Als iemand gestorven is, zie je meteen dat het lichaam zielloos is. Terwijl je toch echt niks hebt zien vertrekken. Toch kijk je direct na het overgaan naar een omhulsel. Je weet het en je voelt het. Dus we zijn meer dan hetgeen ons een tijdlang huisvest. Heel veel meer. En daarom is doodgaan niet zielig, hoe triest het soms ook is. Je ziel is vertrokken. Je lichaam is zielloos geworden.

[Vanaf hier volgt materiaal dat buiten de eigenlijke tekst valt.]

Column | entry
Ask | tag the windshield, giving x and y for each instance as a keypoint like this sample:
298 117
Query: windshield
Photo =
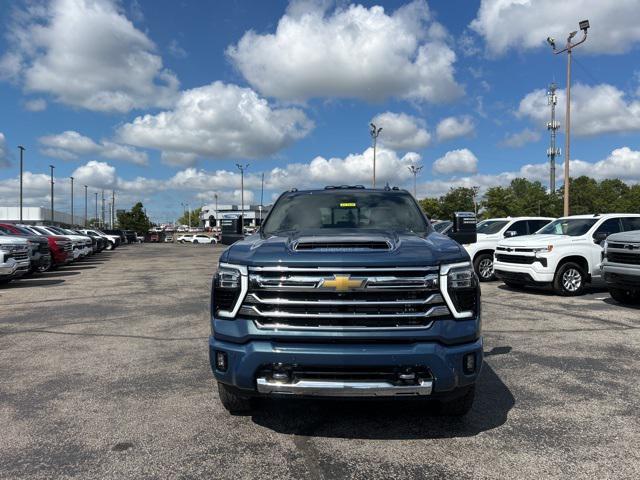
573 227
354 210
489 227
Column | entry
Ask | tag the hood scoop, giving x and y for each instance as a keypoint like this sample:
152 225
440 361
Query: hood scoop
337 244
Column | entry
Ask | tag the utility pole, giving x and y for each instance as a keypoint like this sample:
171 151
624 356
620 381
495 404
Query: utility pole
215 195
22 149
375 132
102 210
552 126
85 207
415 170
52 167
261 197
72 219
242 169
584 26
475 190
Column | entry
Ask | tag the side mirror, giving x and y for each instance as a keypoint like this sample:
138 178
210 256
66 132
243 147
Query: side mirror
600 237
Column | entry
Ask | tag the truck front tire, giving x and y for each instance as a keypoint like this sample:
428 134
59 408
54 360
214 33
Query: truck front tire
459 406
232 401
483 265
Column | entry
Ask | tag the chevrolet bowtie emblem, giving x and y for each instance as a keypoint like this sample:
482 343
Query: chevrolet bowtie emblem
342 283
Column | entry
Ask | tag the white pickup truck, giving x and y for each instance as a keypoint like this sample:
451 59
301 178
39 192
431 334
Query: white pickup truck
494 230
566 254
14 257
197 238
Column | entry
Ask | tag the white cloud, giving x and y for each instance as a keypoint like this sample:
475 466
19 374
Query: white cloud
4 153
352 169
176 50
87 54
36 105
178 159
595 109
518 139
455 127
523 24
350 52
401 131
218 120
70 144
456 161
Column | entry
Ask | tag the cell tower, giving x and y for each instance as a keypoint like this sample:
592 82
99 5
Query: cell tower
553 126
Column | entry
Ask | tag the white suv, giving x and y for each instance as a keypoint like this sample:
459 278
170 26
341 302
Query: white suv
492 231
567 253
197 238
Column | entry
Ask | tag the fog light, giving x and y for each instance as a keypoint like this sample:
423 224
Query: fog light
469 363
221 361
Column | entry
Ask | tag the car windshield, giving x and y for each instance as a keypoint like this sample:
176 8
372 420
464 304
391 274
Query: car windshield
442 226
573 227
334 209
490 227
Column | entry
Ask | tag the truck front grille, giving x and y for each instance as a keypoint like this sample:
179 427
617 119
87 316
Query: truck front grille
620 257
343 298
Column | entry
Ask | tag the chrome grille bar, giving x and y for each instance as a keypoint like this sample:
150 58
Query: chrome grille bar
434 298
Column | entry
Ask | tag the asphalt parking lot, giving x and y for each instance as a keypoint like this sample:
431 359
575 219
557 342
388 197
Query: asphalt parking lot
104 374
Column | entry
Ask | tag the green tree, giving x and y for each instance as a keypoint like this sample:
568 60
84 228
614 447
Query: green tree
135 220
457 200
195 218
431 207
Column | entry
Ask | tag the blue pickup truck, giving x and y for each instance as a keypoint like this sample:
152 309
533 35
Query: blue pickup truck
346 292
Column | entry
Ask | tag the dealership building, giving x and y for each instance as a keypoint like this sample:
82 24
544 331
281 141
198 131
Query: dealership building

Hoe slim we ook zijn, er is nog niemand die een 'soultracker' heeft uitgevonden. Dus als je wilt weten waarheen je ziel gaat, zul je moeten afgaan op verhalen die we als mensen al aan elkaar doorvertellen zo lang we hier op aarde rondlopen. En het mooie van die verhalen is dat ze wel antwoord geven, maar vooral heel veel aan je eigen invulling overlaten. De zielsbestemming is niet in woorden te vangen. En juist daarom houden kunstenaars door de eeuwen heen zich er zo vaak mee bezig. Vol geestdrift. Of levensangst. Obsessief. Of juist vanuit de stilte.

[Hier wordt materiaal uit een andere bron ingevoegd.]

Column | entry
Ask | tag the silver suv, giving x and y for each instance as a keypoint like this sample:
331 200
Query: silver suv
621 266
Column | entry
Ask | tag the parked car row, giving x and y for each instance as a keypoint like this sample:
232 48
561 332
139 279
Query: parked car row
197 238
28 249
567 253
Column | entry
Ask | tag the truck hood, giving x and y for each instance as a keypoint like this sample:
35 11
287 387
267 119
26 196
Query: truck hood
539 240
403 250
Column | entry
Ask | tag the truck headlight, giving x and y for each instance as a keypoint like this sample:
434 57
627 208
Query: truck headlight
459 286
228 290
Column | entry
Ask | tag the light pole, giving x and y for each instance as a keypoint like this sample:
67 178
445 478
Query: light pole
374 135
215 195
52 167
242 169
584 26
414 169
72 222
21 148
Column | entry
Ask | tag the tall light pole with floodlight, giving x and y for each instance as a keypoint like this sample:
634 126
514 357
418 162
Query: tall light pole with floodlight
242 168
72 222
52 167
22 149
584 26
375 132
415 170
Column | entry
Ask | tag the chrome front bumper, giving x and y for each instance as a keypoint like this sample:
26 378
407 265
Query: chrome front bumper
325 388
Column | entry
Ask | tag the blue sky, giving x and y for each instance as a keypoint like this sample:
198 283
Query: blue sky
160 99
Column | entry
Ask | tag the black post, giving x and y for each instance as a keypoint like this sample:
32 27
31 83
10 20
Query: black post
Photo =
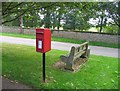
43 67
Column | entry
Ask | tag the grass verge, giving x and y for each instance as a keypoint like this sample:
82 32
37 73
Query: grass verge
67 40
23 64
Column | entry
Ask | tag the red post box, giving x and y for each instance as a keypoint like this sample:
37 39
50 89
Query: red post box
43 40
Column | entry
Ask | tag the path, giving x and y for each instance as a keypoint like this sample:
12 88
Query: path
104 51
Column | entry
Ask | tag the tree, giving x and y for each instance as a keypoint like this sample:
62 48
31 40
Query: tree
17 9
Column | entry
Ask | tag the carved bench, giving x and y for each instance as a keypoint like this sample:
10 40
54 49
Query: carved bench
76 56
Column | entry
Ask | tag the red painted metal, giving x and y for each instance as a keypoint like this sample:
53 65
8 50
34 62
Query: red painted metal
43 40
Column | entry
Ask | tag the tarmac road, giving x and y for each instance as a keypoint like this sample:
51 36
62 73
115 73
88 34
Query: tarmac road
96 50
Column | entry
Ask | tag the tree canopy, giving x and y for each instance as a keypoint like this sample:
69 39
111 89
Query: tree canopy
69 15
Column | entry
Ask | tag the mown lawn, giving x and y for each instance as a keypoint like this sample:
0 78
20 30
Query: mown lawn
67 40
23 64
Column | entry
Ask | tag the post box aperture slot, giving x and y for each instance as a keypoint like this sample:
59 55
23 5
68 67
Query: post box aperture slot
40 44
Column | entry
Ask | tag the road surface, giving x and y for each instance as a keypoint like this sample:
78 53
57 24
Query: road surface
104 51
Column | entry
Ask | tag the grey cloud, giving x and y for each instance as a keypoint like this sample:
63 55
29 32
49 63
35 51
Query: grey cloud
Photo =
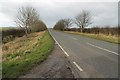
51 12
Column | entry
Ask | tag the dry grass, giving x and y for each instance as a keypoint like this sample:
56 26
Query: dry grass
21 43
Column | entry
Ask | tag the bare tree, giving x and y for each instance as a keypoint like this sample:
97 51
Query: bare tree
60 25
83 20
26 18
68 22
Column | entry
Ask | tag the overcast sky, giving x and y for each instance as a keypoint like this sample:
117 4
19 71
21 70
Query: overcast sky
50 11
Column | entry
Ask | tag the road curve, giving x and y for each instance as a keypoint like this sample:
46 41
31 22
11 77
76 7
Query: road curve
92 58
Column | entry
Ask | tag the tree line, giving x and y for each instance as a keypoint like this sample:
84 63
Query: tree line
82 20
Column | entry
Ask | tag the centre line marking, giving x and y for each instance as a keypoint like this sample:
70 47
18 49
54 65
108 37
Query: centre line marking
77 66
74 38
60 46
103 49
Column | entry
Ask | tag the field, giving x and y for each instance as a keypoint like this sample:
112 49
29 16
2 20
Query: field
112 39
21 54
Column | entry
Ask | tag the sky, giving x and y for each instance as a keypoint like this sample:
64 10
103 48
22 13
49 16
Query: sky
103 12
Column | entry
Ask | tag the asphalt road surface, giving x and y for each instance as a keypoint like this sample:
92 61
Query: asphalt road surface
91 58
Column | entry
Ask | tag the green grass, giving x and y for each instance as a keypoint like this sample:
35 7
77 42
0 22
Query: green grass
103 37
6 28
14 68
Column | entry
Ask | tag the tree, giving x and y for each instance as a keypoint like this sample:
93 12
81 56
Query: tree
83 20
60 25
67 22
26 18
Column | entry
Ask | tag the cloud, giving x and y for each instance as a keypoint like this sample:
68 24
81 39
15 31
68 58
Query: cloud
103 13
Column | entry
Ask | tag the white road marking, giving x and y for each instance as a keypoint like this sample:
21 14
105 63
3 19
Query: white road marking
103 49
60 46
77 66
74 38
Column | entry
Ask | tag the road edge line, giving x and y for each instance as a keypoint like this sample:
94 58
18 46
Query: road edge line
102 48
80 69
59 45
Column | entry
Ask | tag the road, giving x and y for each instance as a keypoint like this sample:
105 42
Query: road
91 58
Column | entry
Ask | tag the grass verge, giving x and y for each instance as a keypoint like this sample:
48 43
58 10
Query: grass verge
103 37
18 63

Naarmate je ouder wordt, gaan er steeds meer mensen dood. Dat is natuurlijk niet zo, dat lijkt zo omdat de dood dichterbij kruipt. Toen Wilbert - de art director met wie ik tien jaar lang nauw samenwerkte - vertrok, schrok ik daar nogal van. Samen liepen we kilometers om onze geest de ruimte te geven. Voor ideeën. Toen ik hoorde dat hij was overleden, dacht ik vrijwel meteen 'nu heeft z'n geest alle ruimte'. Alles waarin hij zich begrensd heeft gevoeld, moet vanaf dat moment van hem af zijn gevallen. Licht, lichter, allerlichtst. Nergens meer aan vast, geen enkel verlangen, helemaal geen wensen of behoeftes meer. Geen tijd, geen ruimte, alleen misschien nog besef. Los, volledig los. Het kan niet anders dan dat het een heerlijk gevoel is. Zeker voor de kunstenaar die Wilbert eigenlijk was.

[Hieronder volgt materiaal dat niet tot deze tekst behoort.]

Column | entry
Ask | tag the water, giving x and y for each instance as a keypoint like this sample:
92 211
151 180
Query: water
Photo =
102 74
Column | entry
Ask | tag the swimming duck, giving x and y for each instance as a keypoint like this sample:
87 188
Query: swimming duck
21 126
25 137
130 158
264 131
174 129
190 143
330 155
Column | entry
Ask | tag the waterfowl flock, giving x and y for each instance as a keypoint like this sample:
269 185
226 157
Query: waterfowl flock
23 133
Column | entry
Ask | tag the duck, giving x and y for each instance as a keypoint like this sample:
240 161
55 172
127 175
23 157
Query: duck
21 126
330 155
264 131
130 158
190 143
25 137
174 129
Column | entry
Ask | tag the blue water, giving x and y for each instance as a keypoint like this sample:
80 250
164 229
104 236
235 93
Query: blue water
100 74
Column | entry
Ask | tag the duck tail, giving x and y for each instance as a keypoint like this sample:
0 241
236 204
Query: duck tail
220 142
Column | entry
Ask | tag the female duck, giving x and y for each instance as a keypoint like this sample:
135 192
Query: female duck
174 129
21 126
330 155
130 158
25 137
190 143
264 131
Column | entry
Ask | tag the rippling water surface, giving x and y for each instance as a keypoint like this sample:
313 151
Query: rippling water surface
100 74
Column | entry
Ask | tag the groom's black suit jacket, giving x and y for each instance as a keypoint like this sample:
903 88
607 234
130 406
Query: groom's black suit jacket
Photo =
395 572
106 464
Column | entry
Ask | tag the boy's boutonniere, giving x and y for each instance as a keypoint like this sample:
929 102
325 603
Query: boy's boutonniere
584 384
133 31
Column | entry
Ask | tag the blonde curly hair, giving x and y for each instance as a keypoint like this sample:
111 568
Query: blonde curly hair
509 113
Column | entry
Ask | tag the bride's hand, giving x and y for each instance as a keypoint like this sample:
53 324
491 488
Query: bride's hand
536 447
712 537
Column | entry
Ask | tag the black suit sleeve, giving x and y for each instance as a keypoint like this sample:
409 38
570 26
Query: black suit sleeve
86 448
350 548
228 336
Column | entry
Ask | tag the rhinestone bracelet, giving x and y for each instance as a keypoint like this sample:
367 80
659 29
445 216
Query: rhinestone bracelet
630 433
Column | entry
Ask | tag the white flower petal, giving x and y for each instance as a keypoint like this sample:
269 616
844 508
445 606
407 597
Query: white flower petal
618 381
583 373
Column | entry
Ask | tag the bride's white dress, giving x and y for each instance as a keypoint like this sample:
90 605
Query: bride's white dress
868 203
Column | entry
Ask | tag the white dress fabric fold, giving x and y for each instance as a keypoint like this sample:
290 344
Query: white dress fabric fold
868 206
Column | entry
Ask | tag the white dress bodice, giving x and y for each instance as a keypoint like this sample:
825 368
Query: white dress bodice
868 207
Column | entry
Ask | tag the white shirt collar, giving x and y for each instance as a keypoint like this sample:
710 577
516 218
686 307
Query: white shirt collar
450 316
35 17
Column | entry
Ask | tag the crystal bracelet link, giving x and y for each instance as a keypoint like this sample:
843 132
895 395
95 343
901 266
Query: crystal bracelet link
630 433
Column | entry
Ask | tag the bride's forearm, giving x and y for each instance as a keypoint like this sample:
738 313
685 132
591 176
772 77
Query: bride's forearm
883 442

De 'waar'-vraag is eigenlijk niet zo relevant als het gaat om de geest. De 'wanneer'-vraag is veel essentiëler. Wanneer we onszelf bereid vinden en in staat stellen om de geest, de ziel te laten spreken. Of, zoals Nelson Mandela het zo prachtig zei in zijn inaugurele rede: 'Our deepest fear is not that we are inadequate. Our deepest fear is that we are powerful beyond measure. It is our light, not our darkness that most frightens us. (...) It's not just in some of us; it's in everyone. And as we let our own light shine, we unconsciously give other people permission to do the same. As we are liberated from our own fear, our presence automatically liberates others.' Het licht dat we uiteindelijk worden - onze ziel, geest of hoe je het ook maar wilt noemen - is wat ons allemaal verbindt. Je spirit is dat licht. Het vraagt moed om dat licht al bij leven zo hard mogelijk te laten schijnen. Omdat het ons zo zichtbaar maakt. En wat zichtbaar is, is kwetsbaar. En wat kwetsbaar wordt gemakkelijk kapot gemaakt. Maar kwetsbaarheid, vergankelijkheid, voorbijgaan is ten diepste alles wat we hebben. Daarom zijn we zo blij met mensen die hun licht durven laten schijnen. Ze geven hoop; ze laten ons iets van hun ziel zien. En zo zijn ze een voorbeeld van wat we allemaal zijn: licht. Dus zeg het elke dag maar even tegen jezelf: IK BEN LICHT - I AM LIGHT - IK BIN LJOCHT.